Marigny Elementary Principal Leslie Martin said she often gets a strange comment from parents of the students at the Mandeville school.
“I hear my kids are eating vegetables,” they tell her.
The students in pre-kindergarten through first grade have been learning to taste what they grow in the school’s garden.
Marigny Garden began as an Eagle Scout project, Martin said. Then a local Kiwanis Club built tables that are used for an outdoor classroom, and the school received a WOW Legacy Garden Project grant through the Northshore Community Foundation. Dedicated teachers, parents and grandparents have helped along the way.
It takes a village to establish a garden this size, Martin said. But Marigny Gardens has really begun to flourish with the help of St. Tammany Master Gardener program volunteers.
Marigny Garden was recently featured at the Louisiana Farm to School program presented by the State Department of Education, USDA and the LSU AgCenter in Baton Rouge. The project at Marigny Elementary demonstrates what William Afton, county agent for the LSU AgCenter in St. Tammany Parish, calls “best practices in a school gardening initiative.”
“They’re the role model,” Afton said. At the October conference, master gardeners who work with the garden gave a presentation in the success stories section of the program.
There are also master gardeners helping with garden projects at Woodlake Elementary, Pontchartrain Elementary and Lee Road Junior High schools.
Afton, a horticulturist, trains the St. Tammany Master Gardeners.
“My goal is to make sure the garden looks good all year long,” he said. “The master gardeners come once a week and help keep the garden up throughout the summer.”
He is involved in the schools at the planning level and as a resource to the volunteers. Afton said the Marigny Garden’s design creates a good learning environment and has made gardening fun.
“The students feel at home and are comfortably in the garden,” he said.
The layout started with an Eagle Scout’s beds, which are now a sensory garden where students can see, smell and taste a variety of herbs and vegetables.

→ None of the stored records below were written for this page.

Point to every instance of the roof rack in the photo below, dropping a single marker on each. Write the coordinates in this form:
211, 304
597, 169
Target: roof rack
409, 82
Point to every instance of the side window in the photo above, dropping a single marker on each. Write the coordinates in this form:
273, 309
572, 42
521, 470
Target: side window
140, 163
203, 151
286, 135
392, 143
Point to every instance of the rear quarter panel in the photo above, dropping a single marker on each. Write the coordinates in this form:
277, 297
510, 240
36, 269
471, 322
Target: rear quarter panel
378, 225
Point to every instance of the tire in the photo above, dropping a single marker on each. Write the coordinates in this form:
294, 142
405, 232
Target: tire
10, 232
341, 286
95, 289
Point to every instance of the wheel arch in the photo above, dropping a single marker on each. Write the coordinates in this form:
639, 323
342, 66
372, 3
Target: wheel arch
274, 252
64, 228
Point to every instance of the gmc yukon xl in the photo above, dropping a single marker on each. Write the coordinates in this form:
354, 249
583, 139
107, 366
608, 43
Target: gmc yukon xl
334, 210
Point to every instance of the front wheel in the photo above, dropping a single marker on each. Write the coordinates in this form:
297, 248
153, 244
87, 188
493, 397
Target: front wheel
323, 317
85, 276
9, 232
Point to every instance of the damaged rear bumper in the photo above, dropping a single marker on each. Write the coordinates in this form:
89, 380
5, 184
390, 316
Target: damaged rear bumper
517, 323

Students can also walk under a loofa gourd trellis; grow flowers in different-sized boots; and attract butterflies to the caterpillar and ladybug planters made from recycled tires. There is also a bathtub and tabletop garden.

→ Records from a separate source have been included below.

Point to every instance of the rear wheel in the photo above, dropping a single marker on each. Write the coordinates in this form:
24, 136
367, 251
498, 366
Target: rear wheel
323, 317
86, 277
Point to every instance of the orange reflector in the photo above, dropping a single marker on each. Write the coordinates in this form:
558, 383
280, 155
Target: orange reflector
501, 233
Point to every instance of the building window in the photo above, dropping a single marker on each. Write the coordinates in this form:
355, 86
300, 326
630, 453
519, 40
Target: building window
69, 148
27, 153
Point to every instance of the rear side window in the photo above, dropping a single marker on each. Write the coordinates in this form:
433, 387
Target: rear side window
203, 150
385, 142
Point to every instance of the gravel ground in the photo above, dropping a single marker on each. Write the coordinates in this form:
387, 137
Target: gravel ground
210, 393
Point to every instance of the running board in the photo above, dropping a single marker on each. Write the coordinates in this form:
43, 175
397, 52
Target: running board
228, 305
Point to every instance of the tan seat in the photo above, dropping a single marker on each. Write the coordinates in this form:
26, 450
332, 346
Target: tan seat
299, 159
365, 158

With the maintenance and development of Marigny Gardens in the master gardeners’ hands, the teachers can focus on integrating the garden with the curriculum. Hands-on activities let the students learn how growing food involves math, science, social studies and the language arts.
Sue McGuire is a garden volunteer who has seen it grow since her grandchildren attended the school. She is delighted with the themes designed for the young students throughout the garden. There is a Be Kind Garden of sugar cane for "being sweet"; a Lettuce Garden for "Let Us Be Kind"; a Carrot Garden for "caring"; and a Sugar Snap Pea Garden for "peas," a food pun on “please.”

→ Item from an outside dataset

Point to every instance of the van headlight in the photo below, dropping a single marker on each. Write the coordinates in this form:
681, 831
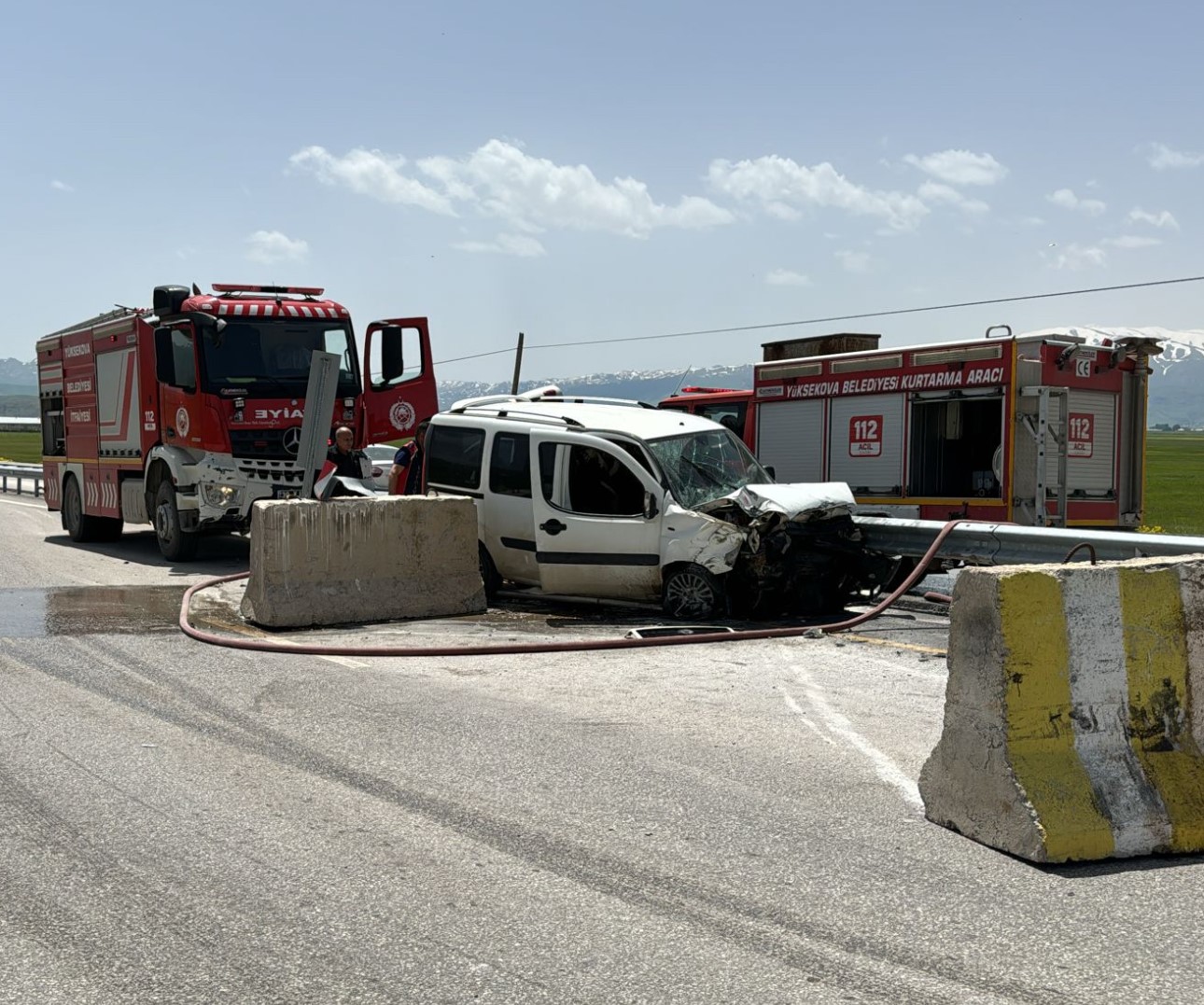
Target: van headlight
219, 496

A centerpiece is the Gumbo Garden, where tomatoes, peppers, okra, parsley and green onions thrive. These ingredients will be harvested and go into a black kettle pot next week for the school’s annual Gumbo Party.
Students in Karen Constanza’s first-grade class were in the garden recently, touring the Sensory Garden and harvesting vegetables to taste. They gathered kale, bok choy, snap beans and red and green lettuce.
“They will try them first, with no dressing,” Constanza said. After taking turns rotating the fresh-washed vegetables in the spinner, students were encouraged to try a bite. They then have the option of trying the vegetables with dressing, to add flavor.
The students were familiar with the beans, not by taste but from math class. They had gone to the garden to measure the two varieties that had been planted: the Asian long bean and the blue lake.
Martin, the principal, said the garden has been incorporated into the school curriculum. She calls the partnership with the Master Gardener program “a critical piece.”
“It’s beautiful when you have a partner ensuring that the kids have a very integrated learning experience,” she said, that's based on the ongoing design and development of the garden.